CAST studio holder Nina Royle is the senior painting technician at Falmouth School of Art, a role that involves running workshops and tutorials to think through how the materials and the conceptualisation of paintings connect and interrelate. She has been creating the job from scratch and describes herself as learning on her feet, unsure of where it will lead.
Throughout June Nina worked with graduating painting students to produce an exhibition on the Painters Network South West instagram account.
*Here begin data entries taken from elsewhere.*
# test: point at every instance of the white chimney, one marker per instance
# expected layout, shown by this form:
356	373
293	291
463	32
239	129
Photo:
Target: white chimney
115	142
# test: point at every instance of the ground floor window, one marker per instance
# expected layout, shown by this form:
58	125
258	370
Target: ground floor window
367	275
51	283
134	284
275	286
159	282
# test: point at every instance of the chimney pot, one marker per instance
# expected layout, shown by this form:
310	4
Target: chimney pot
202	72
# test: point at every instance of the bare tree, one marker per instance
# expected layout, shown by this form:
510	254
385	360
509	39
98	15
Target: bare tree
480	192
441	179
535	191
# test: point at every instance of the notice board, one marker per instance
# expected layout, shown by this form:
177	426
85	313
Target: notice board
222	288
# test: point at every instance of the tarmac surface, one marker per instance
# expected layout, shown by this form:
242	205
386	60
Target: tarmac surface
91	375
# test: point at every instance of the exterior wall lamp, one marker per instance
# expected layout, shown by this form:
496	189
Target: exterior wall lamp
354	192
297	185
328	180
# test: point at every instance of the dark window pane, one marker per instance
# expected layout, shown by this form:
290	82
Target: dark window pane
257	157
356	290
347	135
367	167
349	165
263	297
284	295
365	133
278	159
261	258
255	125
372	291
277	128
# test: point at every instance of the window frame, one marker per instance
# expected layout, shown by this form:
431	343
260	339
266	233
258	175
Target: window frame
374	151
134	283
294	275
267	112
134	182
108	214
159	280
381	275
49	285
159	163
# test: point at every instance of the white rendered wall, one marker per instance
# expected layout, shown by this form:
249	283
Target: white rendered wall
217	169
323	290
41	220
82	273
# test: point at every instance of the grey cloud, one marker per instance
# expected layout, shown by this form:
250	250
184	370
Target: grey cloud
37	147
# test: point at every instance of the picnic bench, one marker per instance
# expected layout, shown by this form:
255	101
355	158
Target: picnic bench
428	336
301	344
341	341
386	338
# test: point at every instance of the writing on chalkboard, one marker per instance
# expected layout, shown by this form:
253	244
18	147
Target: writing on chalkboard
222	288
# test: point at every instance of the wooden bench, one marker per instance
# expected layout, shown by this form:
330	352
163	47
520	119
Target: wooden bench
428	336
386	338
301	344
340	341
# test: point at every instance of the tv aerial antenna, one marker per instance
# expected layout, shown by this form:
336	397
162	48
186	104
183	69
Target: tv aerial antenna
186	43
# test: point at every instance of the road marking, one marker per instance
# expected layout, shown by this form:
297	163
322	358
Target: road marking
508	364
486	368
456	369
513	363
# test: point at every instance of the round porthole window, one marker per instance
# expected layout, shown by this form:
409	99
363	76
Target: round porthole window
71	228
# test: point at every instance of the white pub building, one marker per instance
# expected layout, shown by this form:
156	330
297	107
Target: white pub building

Inter Alia asks what it means to translate a physical painting show into one that is virtual: what is lost and what is gained in this translation?
Caught in the rapids of digitisation, painting is a medium that I think of as sticking out awkwardly, like a stone breaking the flow. For some, this suggests that it is a medium that fails to speak to the present, but I have always thought this awkwardness is painting’s greatest strength. As a result of the lockdown, with eyes burning from yet another Zoom or Skype or Teams meeting, I’ve had to think more closely than ever before about this awkwardness and how painting, and teaching painting, can translate onto a screen. How can I teach something which is about the nuance of pigments, the feel of materials and contact via gesture?
Contemplation of these questions led Nina to invite Dan Howard-Birt, painter and director of Kingsgate Project Space in London, to conduct three online conversations with the students, on the theme of painting in relation to Touch, Translation and Present Space.
The participants are Anna Calleja, Livia Gravil, Elizabeth Langley, Danae Patsalou, Sophie Perkins, Natasha Sadier and Catalina Maria Ungureanu.